Discipline of Surgery, Faculty of Medicine and Health, The University of Sydney, Sydney 2145, Australia.
Division of Colorectal Surgery, Department of Surgery, Westmead Hospital, Westmead 2145, Australia.
Curr Oncol. 2022 Feb 23;29(3):1370-1389. doi: 10.3390/curroncol29030116.
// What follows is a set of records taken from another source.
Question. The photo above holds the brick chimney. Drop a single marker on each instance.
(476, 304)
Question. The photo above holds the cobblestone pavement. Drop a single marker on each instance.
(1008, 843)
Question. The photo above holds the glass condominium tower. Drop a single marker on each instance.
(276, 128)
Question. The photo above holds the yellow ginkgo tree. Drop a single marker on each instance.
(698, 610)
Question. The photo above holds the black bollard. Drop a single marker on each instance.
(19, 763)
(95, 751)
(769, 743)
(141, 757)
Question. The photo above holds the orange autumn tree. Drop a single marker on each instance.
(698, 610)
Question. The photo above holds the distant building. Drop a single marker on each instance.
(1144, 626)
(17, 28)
There is not a clear consensus on which pathological features and biomarkers are important in guiding prognosis and adjuvant therapy in colon cancer. The Pathology in Colon Cancer, Prognosis and Uptake of Adjuvant Therapy (PiCC UP) Australia and New Zealand questionnaire was distributed to colorectal surgeons, medical oncologists and pathologists after institutional board approval. The aim of this study was to understand current specialist attitudes towards pathological features in the prognostication of colon cancer and adjuvant therapy in stage II disease. A 5-scale Likert score was used to assess attitudes towards 23 pathological features for prognosis and 18 features for adjuvant therapy. Data were analysed using a rating scale and graded response model in item response theory (IRT) on STATA (Stata MP, version 15; StataCorp LP). One hundred and sixty-four specialists (45 oncologists, 86 surgeons and 33 pathologists) participated. Based on IRT modelling, the most important pathological features for prognosis in colon cancer were distant metastases, lymph node metastases and liver metastases. Other features seen as important were tumour rupture, involved margin, radial margin, CRM, lymphovascular invasion and grade of differentiation. Size of tumour, location, lymph node ratio and EGFR status were considered less important. The most important features in decision making for adjuvant therapy in stage II colon cancer were tumour rupture, lymphovascular invasion and microsatellite instability. BRAF status, size of tumour, location, tumour budding and tumour infiltrating lymphocytes were factored as lesser importance. Biomarkers such as CDX2, EGFR, KRAS and BRAF status present areas for further research to improve precision oncology. This study provides the most current status on the importance of pathological features in prognostication and recommendations for adjuvant therapy in Australia and New Zealand. Results of this nationwide study may be useful to help in guiding prognosis and adjuvant treatment in colon cancer.
对于哪些病理特征和生物标志物对于指导结肠癌的预后和辅助治疗很重要,目前尚未达成明确共识。在机构委员会批准后,向结直肠外科医生、肿瘤内科医生和病理学家分发了澳大利亚和新西兰的结肠癌病理、预后和辅助治疗(PiCC UP)问卷。本研究的目的是了解目前专家对结肠癌预后和辅助治疗中病理特征的态度,以及在 II 期疾病中的辅助治疗。采用 5 级李克特评分评估 23 种预后和 18 种辅助治疗的病理特征。使用 STATA(Stata MP,版本 15;StataCorp LP)中的评分量表和项目反应理论(IRT)的等级反应模型对数据进行分析。共有 164 名专家(45 名肿瘤学家、86 名外科医生和 33 名病理学家)参与了这项研究。根据 IRT 模型,结肠癌预后最重要的病理特征是远处转移、淋巴结转移和肝转移。其他被认为重要的特征包括肿瘤破裂、受累边缘、径向边缘、CRM、血管淋巴管侵犯和分化程度。肿瘤大小、位置、淋巴结比率和 EGFR 状态被认为不太重要。在 II 期结肠癌辅助治疗决策中最重要的特征是肿瘤破裂、血管淋巴管侵犯和微卫星不稳定性。BRAF 状态、肿瘤大小、位置、肿瘤芽生和肿瘤浸润淋巴细胞被认为是次要重要因素。CDX2、EGFR、KRAS 和 BRAF 状态等生物标志物是进一步研究的领域,以提高肿瘤精准治疗的水平。本研究提供了澳大利亚和新西兰在预后和辅助治疗中病理特征重要性的最新现状。这项全国性研究的结果可能有助于指导结肠癌的预后和辅助治疗。